The objective of this study is to evaluate the effect of cabozantinib compared with placebo on overall survival in subjects with advanced HCC previously treated with sorafenib.
ID
Source
Brief title
Condition
- Hepatobiliary neoplasms malignant and unspecified
Synonym
Research involving
Sponsors and support
Intervention
Outcome measures
Primary outcome
Primary endpoint: Overall survival (OS)
Secondary outcome
Secondary endpoints:
* Objective response rate (ORR) per RECIST 1.1
* Progression-free survival (PFS) per RECIST 1.1
Additional endpoints:
* Safety and tolerability
* Pharmacokinetics (PK)
* Relationship of baseline and changes in biomarkers with treatment and/or
clinical outcome
* Health-related quality of life (HRQOL) as assessed by the EuroQol Health
questionnaire instrument (EQ-5D-5L)
Background summary
Hepatocellular carcinoma (HCC) is the second highest cause of cancer-related
deaths globally, behind only lung cancer. HCC is usually resistant to systemic
chemotherapy. Sorafenib, a small-molecule inhibitor of vascular endothelial
growth factor receptor (VEGFR) and other protein kinases, has been shown to
improve the time to progression and overall survival in patients with HCC, who
eventually progress and succumb to their disease despite treatment (Llovet
2008). At the present time, no drug has demonstrated efficacy in patients with
inoperable or metastatic HCC that has progressed after treatment with sorafenib.

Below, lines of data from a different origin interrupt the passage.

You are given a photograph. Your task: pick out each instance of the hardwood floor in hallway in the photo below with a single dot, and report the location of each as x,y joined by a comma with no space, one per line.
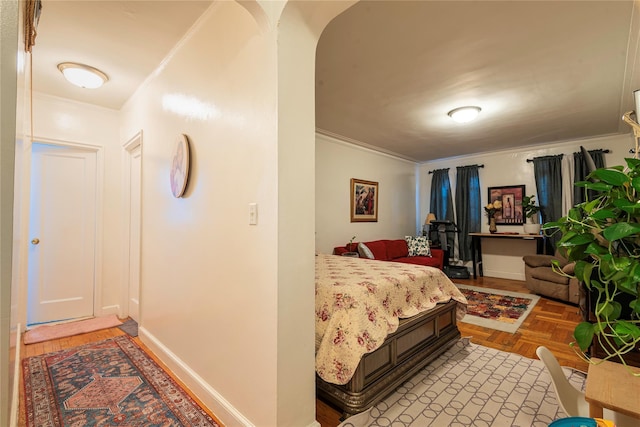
551,324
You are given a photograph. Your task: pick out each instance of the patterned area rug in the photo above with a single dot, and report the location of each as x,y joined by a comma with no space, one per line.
497,309
112,382
472,385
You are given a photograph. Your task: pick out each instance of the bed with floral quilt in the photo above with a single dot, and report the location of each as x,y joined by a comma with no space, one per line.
377,324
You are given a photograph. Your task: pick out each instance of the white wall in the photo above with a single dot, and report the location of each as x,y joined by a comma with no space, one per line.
510,167
336,163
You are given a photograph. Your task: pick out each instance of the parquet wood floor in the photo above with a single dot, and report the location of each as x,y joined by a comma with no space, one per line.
551,324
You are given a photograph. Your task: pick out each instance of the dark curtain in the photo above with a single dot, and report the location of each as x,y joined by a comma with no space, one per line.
548,175
581,172
468,207
441,203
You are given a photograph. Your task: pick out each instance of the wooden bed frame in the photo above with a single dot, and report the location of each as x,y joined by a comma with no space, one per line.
416,343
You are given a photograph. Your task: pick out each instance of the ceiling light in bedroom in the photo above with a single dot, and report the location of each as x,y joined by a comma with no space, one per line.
464,114
82,75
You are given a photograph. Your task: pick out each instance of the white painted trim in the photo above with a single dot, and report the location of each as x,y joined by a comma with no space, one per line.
17,378
340,139
99,243
213,400
128,148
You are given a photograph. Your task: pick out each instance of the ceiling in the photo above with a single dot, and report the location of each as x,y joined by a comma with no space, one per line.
389,71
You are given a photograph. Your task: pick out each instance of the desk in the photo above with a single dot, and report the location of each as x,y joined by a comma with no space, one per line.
476,246
610,385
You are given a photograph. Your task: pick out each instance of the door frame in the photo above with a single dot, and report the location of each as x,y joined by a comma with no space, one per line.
99,224
128,148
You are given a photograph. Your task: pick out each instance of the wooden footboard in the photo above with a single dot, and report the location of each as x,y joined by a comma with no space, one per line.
417,342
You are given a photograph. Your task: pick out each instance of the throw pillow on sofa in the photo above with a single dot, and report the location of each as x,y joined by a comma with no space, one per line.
418,245
364,251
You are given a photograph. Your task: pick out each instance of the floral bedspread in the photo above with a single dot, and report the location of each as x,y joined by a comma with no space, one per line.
360,301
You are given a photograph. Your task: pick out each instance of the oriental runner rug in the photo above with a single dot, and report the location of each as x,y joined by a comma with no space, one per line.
111,382
497,309
472,385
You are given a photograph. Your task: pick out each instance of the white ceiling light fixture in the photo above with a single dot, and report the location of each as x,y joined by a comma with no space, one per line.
464,114
82,75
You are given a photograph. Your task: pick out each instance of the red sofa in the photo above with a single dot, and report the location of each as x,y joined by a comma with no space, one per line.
396,251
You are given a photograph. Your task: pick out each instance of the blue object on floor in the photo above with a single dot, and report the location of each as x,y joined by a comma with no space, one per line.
574,422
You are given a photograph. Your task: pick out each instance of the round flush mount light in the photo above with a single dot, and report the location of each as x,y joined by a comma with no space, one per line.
82,75
464,114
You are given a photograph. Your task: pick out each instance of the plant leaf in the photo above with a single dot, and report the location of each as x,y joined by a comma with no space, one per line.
620,230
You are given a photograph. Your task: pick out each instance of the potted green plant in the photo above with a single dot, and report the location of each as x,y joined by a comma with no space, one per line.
602,236
530,211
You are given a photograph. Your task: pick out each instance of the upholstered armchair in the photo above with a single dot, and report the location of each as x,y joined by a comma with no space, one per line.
543,280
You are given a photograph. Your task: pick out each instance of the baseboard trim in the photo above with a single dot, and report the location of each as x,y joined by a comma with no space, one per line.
17,379
213,400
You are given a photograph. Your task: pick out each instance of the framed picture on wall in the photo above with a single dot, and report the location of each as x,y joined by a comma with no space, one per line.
180,166
364,201
511,198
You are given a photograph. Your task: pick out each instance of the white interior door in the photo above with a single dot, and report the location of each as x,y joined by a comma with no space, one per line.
62,227
134,232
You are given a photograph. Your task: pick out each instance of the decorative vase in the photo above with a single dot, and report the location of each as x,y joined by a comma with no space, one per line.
492,226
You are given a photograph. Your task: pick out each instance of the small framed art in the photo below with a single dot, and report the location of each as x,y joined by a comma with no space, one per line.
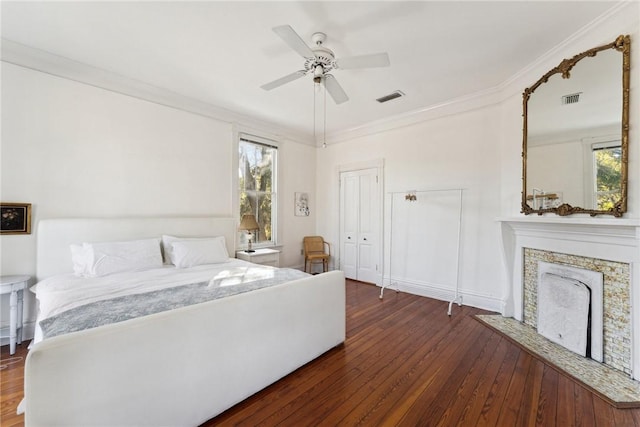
302,204
15,218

MET and VEGF signaling have been implicated in tumor neo-angiogenesis,
invasion, and dissemination, and in osteoblast and osteoclast function, while
dysregulation of MET and VEGF pathway components has been associated with poor
prognosis in multiple tumor types. Resistance to VEGF-targeted therapies may
arise from the up-regulation of alternative pro-angiogenic and pro-invasive
signaling pathways, including the MET pathway. Consistent with this, combined
inhibition of the VEGF receptor (VEGFR) and MET results in efficacy enhanced
over that achieved via inhibition of either pathway alone in some tumor models.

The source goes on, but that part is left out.